Poor Eastern Visayas residents at 29%

TACLOBAN CITY — The Philippine Statistics Authority on Friday disclosed that at least 29 in every 100 individuals in Eastern Visayas remain poor or have income below the amount needed to buy their basic needs.

The agency said that the figure is lower than the 30.7 poverty incidence recorded in the 2018 survey.

According to PSA-8 director Wilma Perante, the number of poor population in the region was estimated at 1.39 million in 2021 from 1.42 million three years ago.

“It posted a 1.8 decrease during the three-year period,” Perante said.

She added that Biliran and Samar posted an increase in poverty incidence in the past three years.

From 19.6 percent in 2018, Biliran’s poverty rate rose to 27.2 percent in 2021. Samar’s poverty data was 33.9 percent last year from 29.2 percent in the last survey.

In Tacloban, the regional capital, the poverty rate went up from 8.1 percent to 15.6 percent in the past three years.

Although Eastern Samar is the poorest in the region, it has shown a significant improvement from 49.5 percent in 2018 to 37.7 percent in 2021.

In the past three years, a reduction in poverty incidences was recorded in Leyte province (31.1 percent to 29.2 percent), Northern Samar (34.3 percent to 25.9 percent), and Southern Leyte (23.7 percent to 21.5 percent).

“We are happy with the reduction of poverty incidence, but we missed to hit the 23.7 percent target under the Regional Development Plan when we recorded 28 9 percent incidence.

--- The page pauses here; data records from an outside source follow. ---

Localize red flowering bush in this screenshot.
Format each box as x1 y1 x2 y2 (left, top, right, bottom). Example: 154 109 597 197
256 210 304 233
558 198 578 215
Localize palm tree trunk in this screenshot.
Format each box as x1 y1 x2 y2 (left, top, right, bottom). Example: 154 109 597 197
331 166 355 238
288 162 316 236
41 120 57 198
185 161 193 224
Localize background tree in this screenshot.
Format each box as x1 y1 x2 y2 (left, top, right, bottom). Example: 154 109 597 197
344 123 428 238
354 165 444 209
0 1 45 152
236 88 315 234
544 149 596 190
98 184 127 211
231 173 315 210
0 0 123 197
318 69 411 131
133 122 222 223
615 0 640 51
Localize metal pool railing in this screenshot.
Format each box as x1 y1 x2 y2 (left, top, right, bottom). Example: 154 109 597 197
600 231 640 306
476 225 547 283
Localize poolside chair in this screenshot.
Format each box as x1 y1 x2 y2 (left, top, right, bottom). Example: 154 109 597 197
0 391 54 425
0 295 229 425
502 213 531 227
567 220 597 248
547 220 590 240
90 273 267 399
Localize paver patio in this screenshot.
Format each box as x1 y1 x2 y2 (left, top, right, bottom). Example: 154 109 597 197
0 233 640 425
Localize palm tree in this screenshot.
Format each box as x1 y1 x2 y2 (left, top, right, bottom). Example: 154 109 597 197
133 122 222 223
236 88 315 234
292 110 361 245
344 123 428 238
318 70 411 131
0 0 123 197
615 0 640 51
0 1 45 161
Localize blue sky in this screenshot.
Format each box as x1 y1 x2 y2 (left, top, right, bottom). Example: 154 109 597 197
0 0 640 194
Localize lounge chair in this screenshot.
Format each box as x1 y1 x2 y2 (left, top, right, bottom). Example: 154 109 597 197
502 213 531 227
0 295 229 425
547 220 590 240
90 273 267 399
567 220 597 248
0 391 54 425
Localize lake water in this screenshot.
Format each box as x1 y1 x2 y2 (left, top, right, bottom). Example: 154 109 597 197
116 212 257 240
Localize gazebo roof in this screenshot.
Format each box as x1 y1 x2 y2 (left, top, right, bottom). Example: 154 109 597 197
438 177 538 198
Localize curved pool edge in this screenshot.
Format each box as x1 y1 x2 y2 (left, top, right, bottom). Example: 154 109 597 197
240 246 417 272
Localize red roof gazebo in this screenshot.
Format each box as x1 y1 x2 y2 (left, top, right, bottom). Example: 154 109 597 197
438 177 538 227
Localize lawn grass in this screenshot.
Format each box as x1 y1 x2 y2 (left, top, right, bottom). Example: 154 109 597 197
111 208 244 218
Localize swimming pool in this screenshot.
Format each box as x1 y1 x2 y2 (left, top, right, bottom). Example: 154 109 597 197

This is understandable since we had economic slump due to the Covid-19 pandemic,” National Economic Development Authority Region 8 director Meylene Rosales said.

From the third poorest region in 2018, Eastern Visayas was in the fifth rank in 2021, according to the NEDA official.

Meanwhile, subsistence among the population in the region in 2021 was pegged at 10.4 percent.

This means that about 10 in every 100 individuals in the region have income below the food threshold or the amount needed to buy their basic food needs.

A family of five in the region needed at least P7,819 monthly to meet the family’s basic food needs, which satisfies the nutritional requirements for “economically necessary and socially desirable physical activities.”

To satisfy the basic food and non-food requirements, a family of five needs P11,187 every month. An increase in the prices of basic goods and services has increased the monthly income requirement from P10,411 in 2018.

The 2021 poverty incidence result was derived from the Family Income and Expenditure Survey, which provides data on levels of consumption by item of expenditure, as well as sources of income in cash and in kind.